By Elliot Hogg, Senior Solutions Consultant, Validity

Effectively communicating with customers and prospects is crucial in building, retaining, and converting relationships. In a climate of disruption to both personal and professional lives, retaining a laser focus on communication is at the heart of business success.

With lockdowns persisting (for now!) and the importance of planning for future success as restrictions lift, where should businesses be prioritising in a climate of change? What can they do to mitigate against customer churn and maintain good client relationships? A data-driven solution to this customer relationship dilemma is one option that businesses have at their disposal. Any data-driven ethos is reliant upon a strong foundation, a high level of data quality.

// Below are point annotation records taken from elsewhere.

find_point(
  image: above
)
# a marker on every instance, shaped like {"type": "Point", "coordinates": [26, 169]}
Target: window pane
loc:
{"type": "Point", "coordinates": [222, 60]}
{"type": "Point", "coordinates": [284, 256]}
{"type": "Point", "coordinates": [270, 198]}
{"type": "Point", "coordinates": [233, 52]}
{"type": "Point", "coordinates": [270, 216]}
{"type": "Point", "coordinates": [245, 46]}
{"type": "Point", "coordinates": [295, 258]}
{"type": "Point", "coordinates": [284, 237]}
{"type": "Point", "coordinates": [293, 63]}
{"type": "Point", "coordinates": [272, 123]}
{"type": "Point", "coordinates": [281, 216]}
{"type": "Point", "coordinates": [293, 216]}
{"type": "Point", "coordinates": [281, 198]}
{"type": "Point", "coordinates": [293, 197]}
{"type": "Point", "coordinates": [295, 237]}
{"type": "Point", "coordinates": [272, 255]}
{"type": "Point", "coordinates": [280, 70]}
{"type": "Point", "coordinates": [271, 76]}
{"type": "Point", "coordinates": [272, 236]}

Data quality offers a unique set of challenges to organisations and perhaps the most pertinent is that all areas of an organisation are responsible. Whether it’s sales, marketing, service or finance, all departments generate data. It’s therefore critical that data governance teams are made up of company-wide stakeholders, meaning decisions can be made with the input of all those that the burden of data quality impacts.

This cross-functional approach will ensure that the business is complying with all relevant regulations and industry standards, minimising the possibility of blind spots that can lead to business risks. A cross-functional approach to data quality can become very complex, very quickly. In practice, it needn’t be. There are a number of steps organisations can take to ensure simplicity spreads whilst promoting better data quality and integrity. Critical to this is removing friction from data input and updating processes for end-users, whilst also simplifying process to ensure best data practices are followed.

Despite this, to ensure processes promote high productivity and data quality, they still need to be adopted by end users. Educating end users on why processes are critical to follow (and the consequences of not following them) will encourage shared responsibility in the goal of achieving high quality data. The improvement will only optimise resulting customer communication.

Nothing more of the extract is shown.